Saturday, April 30, 2011

Just when you thought it was safe . . .

I just edited this . . . somehow left  out the fact that Diabetes Wife's hubby managed to drink Caladryl instead of Pepto Bismol, with dire consequences!  Sorry, DW, don't know how I did that . . . must be the wonderful week I had.  Hope all is better now!

Have been reading everyone's posts this past week, but have been too disheartened to make any of my own posts.  It seems that things have been really awful for several of us this past week!

Sandy is feeling terribly overwhelmed with all her hubby's needs and her own exhaustion.  I'm thinking most of us have been there, as we are all human!

Crazy Wife has finally decided that she needs to make some major life changes for herself and her children (by the way, good for you, Crazy Wife . . . I know it will not be easy.)

Tom's Wife's DH broke the garage door over the hood of their car, and she says that "Mr. Jerko" has now returned.  Hopefully, he is on his way out of the low that she (just?) wrote about.

Lynn's hubby OD'd on candy, and then wanted more (I'm thinking he's not the only one that did that!)

S weathered a major meltdown from her hubby after he felt that she "said the wrong thing," then he overheard her say to herself later, "I hate you."  S, I've been there.  I say those exact words so often to myself, I feel horribly guilty much of the time! He just hasn't overheard me . . . yet!  She also wrote of family problems with a sister-in-law from hell . . . guess that's going around too, as I have a few things to say about mine today!

Sar is struggling with a multitude of problems, not the least of which is a loss of space and her own clean bathroom after moving from her much more spacious house.  She also is weathering major multiple meltdowns from her husband.  How much can one person take?  I loved her analogy to her DH's blow-up to "The Wrath of Khan . . ."

The analogy I think of for myself is the JAWS movie: "Just when you thought it was safe . . . "  I can hear the theme playing in my head,  just before the shark attacks.

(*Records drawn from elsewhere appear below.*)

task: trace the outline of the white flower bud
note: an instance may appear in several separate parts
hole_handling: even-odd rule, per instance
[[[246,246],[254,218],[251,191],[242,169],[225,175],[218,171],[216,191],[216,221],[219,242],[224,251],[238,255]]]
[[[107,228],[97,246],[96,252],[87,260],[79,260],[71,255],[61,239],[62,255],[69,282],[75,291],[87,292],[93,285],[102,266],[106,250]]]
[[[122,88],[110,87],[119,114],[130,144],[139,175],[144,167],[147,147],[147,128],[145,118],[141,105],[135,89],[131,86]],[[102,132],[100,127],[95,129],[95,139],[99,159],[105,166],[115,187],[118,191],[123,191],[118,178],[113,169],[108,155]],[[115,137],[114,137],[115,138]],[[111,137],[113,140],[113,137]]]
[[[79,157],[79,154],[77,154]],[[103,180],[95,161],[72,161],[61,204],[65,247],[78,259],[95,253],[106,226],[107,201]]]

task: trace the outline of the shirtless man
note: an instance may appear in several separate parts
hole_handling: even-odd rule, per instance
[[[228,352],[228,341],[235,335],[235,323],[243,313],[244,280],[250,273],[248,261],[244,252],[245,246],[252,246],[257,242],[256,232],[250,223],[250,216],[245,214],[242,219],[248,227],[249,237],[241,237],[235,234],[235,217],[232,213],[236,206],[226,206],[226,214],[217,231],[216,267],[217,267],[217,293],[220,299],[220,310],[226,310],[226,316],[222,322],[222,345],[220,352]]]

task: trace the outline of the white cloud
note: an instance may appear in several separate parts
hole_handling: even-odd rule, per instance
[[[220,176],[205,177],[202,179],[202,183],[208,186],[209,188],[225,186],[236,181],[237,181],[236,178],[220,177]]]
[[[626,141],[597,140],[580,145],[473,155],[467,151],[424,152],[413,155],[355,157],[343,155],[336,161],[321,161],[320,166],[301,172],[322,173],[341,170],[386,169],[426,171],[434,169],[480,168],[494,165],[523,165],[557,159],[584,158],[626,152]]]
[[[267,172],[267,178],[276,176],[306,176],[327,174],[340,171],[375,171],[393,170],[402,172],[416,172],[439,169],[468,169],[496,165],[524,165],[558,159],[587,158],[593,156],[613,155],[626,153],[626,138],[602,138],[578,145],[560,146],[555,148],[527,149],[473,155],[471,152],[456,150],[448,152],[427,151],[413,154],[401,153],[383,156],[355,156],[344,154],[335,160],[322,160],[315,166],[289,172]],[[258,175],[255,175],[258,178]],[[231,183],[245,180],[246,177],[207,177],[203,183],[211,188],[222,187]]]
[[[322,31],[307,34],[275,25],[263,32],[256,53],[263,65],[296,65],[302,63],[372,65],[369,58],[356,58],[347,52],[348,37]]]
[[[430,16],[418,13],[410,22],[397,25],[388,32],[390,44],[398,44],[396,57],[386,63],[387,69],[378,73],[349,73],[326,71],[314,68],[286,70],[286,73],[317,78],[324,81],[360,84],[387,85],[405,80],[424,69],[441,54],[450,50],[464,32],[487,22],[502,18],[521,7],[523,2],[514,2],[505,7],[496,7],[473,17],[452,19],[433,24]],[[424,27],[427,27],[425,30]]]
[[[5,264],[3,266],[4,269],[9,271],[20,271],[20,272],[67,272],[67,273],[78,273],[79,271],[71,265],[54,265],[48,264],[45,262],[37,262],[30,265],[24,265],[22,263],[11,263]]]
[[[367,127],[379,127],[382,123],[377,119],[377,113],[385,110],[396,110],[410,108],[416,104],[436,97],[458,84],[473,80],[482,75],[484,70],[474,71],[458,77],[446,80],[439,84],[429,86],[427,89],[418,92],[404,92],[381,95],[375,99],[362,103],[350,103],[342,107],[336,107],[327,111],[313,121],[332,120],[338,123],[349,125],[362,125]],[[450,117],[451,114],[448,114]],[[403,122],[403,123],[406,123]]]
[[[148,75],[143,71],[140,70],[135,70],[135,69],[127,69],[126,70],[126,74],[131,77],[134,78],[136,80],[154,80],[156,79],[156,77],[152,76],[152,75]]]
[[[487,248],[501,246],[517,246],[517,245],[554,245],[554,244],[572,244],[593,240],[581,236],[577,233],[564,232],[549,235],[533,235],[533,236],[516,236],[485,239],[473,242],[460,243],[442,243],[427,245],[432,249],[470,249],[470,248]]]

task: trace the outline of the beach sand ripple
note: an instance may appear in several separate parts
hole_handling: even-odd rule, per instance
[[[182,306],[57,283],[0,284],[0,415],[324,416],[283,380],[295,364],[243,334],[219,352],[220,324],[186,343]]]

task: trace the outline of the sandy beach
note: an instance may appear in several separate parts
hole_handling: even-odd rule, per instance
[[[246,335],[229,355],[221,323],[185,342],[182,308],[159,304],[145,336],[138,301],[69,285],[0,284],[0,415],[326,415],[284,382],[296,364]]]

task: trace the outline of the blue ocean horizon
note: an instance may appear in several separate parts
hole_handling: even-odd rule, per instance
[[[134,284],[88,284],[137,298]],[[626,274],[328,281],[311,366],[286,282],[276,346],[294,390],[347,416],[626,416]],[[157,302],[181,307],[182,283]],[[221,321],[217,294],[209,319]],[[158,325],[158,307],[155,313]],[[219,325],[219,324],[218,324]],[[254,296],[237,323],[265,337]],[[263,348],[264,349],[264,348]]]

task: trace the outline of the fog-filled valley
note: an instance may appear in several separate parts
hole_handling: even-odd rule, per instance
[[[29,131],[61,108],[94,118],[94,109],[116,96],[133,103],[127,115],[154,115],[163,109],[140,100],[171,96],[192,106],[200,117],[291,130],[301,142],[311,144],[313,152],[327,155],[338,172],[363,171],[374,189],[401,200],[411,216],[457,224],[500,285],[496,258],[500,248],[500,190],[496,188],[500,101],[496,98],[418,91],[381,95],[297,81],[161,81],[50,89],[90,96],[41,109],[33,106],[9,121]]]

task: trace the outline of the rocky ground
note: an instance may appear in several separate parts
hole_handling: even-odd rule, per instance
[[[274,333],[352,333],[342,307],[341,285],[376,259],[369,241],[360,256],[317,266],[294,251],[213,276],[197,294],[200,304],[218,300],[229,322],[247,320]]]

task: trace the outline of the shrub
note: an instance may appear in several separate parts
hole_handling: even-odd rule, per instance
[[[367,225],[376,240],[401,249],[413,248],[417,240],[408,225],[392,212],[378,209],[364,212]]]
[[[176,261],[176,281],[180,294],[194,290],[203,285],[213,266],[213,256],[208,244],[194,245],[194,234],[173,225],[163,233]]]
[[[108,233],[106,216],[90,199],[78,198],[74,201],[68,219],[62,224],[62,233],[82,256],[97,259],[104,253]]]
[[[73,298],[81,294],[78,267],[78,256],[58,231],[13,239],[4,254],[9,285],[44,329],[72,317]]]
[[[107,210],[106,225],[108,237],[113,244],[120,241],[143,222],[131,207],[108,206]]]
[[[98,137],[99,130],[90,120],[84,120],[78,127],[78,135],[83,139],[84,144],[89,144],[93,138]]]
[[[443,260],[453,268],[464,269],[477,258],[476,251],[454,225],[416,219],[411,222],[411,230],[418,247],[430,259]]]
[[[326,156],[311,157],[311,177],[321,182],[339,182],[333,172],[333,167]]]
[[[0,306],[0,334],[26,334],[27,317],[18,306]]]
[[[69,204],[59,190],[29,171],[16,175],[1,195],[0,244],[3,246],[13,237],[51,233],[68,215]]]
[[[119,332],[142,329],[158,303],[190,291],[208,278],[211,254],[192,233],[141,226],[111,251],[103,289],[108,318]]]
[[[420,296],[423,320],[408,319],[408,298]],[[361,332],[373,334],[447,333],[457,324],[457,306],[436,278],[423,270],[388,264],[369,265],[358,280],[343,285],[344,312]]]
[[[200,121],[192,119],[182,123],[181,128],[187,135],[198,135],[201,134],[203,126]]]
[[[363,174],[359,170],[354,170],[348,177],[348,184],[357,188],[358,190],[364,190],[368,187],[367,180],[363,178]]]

For me, the week before Easter was a great one, and then on Easter morning, as I was getting food ready to take to my brother and sister-in-law's for dinner,  I managed to "say the wrong thing."  It was like World War III, and I screamed back, but this did NOT help.  Had a pie in the oven been done a little sooner, I would have LEFT sooner.  The original plan was for both of us to go, but when I got home from the Easter service (which I went to by myself), he still had not managed to take a shower and be ready to leave with me.  It was noon.  Since I was going to be late, he said he would be over later.

This was before the big blow-up; before I said the wrong thing, which really amounted to nothing.  He had asked me 3 or 4 times to re-explain the same thing I was trying to tell him about some friends at church, and I finally questioned why he kept misunderstanding what I was telling him.  WOW, wrong thing to say!  His sugar (he said) was 83 at the time, which shouldn't account for his behavior.  But then, he had slept almost 2 days straight before this happened, and hadn't been taking his anti-anxiety meds (or anything else) when he should have been.  He was still screaming when I left, telling me he would NOT apologize later, as he was right and I was wrong, and he had taped the conversation to prove it.  As I walked out the door, I told him not to bother coming at all.  He didn't, and I had a peaceful dinner with family, except . . . my brother said he had to tell me something, but he wanted to wait until after Easter.  He said it was bad, and he was obviously very upset.  Went back home to stony silence that night, and no, I still haven't gotten an apology from hubby.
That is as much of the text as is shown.